3 August 2001, 17:37  US July jobs won't deter Fed from 25-bp cut in Aug: analysts

--Better-than-expected jobs curb odds of Fed cut after Aug
--July jobs data show US labor mkt starting to bottom: analysts
By Mariko de Couto and Regina Schleiger
New York, Aug. 3 (BridgeNews) - The July jobs report continued to show a slackening U.S. labor market with the near-term outlook expected to center on weakness, but economists say that employment conditions may have already started to bottom. For insurance, the Federal Reserve will likely ease the federal funds rate by 25 basis points this month, economists said. While it's too early to tell for sure, the odds of a subsequent cut is curbed for now as deterioration in employment may not be as bad as feared, they said.
Non-farm payrolls fell 42,000 in July which ended up to be not as large as the consensus forecast of a 60,000 drop. The May payrolls number was revised upward slightly to down 93,000 from the original reading of a 114,000 decline.
The surprise in the July report was the flat reading in the jobless rate which stood at 4.5% again in July after June. The consensus forecast had called for a rise to 4.6%, with many economists forecasting 4.7% in July.
Economists attribute the static jobless rate to the rise of 447,000 in employment in the monthly household survey. At the same time, the labor utilization pool which shows the number of those unemployed but not actively seeking work, fell to a seasonally adjusted 10.9 million in July from 11.0 million in July.
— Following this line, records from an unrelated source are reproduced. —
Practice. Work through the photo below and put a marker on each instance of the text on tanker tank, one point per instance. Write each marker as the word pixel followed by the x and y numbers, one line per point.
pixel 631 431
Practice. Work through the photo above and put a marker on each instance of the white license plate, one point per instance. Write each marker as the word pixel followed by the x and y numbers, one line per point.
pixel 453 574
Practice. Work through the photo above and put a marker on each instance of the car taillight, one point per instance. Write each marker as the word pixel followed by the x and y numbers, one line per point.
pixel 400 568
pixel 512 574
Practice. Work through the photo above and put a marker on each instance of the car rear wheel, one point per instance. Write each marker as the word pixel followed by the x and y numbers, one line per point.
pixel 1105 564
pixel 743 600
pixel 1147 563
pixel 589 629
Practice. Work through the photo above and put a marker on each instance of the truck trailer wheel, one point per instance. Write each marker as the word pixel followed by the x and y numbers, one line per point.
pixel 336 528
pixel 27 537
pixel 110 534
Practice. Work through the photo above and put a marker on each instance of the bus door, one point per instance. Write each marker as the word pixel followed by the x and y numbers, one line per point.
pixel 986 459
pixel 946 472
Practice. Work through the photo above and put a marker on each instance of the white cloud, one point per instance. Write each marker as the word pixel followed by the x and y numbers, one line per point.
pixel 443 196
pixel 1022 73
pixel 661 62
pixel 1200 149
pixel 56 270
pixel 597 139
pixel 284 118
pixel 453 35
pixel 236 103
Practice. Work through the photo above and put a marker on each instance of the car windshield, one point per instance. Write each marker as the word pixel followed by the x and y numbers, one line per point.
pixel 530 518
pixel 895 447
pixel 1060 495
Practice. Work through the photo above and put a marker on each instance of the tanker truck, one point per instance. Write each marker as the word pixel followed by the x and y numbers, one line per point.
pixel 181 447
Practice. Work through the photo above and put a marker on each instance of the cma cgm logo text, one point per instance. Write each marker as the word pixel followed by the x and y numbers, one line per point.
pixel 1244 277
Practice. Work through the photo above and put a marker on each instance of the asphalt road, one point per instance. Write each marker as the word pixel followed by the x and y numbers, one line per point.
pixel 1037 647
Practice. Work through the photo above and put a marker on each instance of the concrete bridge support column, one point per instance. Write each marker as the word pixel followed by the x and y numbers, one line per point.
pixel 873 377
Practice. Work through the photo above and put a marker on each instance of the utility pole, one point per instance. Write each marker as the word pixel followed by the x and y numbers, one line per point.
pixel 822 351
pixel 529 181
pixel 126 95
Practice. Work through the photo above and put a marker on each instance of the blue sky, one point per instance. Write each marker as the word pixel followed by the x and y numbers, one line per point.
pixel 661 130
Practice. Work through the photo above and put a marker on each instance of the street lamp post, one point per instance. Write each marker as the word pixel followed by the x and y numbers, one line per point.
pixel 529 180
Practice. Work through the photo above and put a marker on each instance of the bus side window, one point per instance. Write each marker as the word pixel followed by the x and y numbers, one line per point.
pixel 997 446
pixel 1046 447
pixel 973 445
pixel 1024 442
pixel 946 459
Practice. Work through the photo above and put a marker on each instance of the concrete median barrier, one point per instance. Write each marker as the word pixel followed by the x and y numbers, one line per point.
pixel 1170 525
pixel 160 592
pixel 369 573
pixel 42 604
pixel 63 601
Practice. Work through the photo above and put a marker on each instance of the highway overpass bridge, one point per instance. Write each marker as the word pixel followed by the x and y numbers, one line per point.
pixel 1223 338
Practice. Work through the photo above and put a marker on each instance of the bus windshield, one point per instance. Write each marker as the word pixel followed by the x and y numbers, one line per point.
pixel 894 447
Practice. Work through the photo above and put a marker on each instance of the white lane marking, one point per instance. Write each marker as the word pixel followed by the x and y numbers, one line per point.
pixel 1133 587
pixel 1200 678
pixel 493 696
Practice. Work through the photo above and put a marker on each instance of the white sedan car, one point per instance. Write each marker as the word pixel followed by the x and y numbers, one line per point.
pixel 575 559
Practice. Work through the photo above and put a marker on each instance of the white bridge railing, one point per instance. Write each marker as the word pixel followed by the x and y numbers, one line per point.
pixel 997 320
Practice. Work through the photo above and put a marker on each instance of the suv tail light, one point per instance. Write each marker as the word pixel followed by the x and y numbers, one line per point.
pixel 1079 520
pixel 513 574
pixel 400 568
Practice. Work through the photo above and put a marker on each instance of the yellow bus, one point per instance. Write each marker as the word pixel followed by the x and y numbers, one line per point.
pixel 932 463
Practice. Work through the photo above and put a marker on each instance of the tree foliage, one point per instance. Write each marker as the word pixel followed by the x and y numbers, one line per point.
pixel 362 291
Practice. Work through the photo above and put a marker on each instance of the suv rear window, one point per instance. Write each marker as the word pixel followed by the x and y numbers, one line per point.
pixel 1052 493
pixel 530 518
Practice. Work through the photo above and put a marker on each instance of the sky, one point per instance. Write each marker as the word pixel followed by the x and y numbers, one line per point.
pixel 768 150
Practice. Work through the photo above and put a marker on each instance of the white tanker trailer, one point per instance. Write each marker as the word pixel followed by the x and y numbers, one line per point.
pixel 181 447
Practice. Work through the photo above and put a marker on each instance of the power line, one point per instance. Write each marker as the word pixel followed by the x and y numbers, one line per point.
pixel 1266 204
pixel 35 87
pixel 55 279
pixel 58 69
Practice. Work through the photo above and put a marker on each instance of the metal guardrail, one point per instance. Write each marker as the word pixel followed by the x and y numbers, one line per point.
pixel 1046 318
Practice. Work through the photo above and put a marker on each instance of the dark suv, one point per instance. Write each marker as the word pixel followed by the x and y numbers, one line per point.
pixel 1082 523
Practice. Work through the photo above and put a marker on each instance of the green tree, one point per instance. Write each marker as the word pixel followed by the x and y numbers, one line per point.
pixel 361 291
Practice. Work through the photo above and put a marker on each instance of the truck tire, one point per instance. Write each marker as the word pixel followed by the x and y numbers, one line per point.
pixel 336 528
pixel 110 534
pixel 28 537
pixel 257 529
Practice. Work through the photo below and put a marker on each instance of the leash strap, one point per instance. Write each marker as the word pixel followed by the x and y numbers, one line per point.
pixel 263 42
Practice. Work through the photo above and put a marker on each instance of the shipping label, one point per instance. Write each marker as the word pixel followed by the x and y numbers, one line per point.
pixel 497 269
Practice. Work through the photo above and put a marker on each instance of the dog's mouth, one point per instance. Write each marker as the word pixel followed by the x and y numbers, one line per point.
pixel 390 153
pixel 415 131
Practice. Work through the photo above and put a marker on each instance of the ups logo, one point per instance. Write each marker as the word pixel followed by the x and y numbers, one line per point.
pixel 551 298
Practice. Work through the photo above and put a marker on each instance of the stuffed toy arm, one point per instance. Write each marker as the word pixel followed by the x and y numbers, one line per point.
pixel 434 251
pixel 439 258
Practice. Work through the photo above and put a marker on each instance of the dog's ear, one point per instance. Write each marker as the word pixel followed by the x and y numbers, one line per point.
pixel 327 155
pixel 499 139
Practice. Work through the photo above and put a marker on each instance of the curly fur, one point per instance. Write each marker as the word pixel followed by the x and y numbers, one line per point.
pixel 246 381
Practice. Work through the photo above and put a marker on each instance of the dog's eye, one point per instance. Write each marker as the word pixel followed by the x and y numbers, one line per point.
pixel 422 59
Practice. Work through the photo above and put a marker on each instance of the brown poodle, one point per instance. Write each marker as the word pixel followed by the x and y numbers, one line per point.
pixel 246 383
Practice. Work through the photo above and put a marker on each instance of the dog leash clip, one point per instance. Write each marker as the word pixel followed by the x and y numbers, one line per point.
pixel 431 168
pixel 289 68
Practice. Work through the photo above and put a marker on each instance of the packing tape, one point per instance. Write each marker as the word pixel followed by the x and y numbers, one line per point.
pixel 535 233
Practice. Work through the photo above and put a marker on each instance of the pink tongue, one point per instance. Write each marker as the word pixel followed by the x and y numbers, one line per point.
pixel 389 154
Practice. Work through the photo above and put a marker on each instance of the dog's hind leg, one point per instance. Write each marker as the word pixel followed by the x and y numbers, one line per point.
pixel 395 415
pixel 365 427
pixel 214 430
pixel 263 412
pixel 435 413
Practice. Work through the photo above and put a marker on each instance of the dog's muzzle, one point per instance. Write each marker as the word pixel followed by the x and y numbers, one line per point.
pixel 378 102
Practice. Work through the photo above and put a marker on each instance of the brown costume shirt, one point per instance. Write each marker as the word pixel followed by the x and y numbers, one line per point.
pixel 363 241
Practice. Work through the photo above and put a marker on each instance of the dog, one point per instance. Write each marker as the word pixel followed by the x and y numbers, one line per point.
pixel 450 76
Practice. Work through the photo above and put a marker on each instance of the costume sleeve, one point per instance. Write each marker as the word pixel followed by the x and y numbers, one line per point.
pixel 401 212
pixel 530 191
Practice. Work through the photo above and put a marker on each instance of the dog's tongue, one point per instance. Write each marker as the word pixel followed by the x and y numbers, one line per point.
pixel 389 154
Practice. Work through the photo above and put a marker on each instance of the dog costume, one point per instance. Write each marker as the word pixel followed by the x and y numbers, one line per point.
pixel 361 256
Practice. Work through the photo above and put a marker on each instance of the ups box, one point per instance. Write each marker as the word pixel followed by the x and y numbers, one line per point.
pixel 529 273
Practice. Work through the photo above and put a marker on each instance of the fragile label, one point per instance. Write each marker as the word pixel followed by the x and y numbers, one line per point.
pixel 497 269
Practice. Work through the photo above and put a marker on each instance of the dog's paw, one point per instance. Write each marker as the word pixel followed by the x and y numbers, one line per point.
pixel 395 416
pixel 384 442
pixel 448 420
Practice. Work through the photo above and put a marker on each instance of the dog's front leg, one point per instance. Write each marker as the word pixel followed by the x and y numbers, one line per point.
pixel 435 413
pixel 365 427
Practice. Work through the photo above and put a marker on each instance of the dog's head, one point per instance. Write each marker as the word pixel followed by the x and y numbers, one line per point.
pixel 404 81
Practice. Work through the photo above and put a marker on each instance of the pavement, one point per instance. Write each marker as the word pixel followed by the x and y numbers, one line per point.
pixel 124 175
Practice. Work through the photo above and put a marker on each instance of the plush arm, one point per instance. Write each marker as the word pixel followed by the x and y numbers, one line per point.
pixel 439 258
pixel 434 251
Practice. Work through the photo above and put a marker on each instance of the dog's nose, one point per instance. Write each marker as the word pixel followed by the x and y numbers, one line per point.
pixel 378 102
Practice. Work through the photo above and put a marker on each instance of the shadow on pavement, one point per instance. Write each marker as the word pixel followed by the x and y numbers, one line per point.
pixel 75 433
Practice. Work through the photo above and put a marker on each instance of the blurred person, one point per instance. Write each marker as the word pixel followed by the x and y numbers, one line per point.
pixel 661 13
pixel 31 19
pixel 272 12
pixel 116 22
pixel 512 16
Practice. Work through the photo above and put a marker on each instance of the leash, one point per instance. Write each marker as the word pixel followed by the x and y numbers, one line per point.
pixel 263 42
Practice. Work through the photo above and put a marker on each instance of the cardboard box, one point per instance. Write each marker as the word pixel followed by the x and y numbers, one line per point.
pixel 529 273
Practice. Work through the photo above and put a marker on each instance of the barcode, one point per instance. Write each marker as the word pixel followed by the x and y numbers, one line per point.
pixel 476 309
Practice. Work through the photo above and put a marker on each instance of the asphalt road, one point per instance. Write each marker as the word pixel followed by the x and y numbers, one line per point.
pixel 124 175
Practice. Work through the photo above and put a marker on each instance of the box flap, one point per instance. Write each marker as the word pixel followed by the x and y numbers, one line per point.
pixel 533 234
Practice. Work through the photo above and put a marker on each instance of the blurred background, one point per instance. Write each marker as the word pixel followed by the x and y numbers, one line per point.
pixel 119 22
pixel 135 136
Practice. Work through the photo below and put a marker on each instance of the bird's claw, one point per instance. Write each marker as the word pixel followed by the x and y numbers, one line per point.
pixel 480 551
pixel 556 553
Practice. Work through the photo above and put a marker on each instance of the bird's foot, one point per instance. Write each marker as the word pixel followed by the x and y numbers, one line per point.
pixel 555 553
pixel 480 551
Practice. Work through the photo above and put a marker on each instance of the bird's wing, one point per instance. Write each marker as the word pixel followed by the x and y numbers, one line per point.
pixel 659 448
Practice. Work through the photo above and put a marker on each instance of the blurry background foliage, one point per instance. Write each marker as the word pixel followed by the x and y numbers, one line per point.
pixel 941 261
Despite the static reading in the unemployment rate in July, economists are certain this number will continue its climb the next several months to peak at or just above 5.0%.
The lagged nature of this number will keep the rate climbing even after the economy starts to show fledgling signs of recovery, economists said.
Meanwhile, the manufacturing sector remained the flimsiest sector again. A total of 49,000 factory jobs were lost in July.
And the weakness also seemed to have emerged in the once sturdy services sector which registered a 23,000 drop in jobs in July. The weakening corporate sector also seems to continue to force companies let go of temporary workers which fell 42,000 in July. The reading for average hourly earnings was right on consensus at up 0.3% and the average workweek was also as expected in July at 34.3 hours. (Story .4790) Christopher Low, chief economist at First Tennessee Capital Markets, expects the Fed to ease again at the policy meeting on Aug. 21. "The job market is showing signs of bottoming but the situation is weak enough...that they will go ahead and cut rates in August for insurance," he said.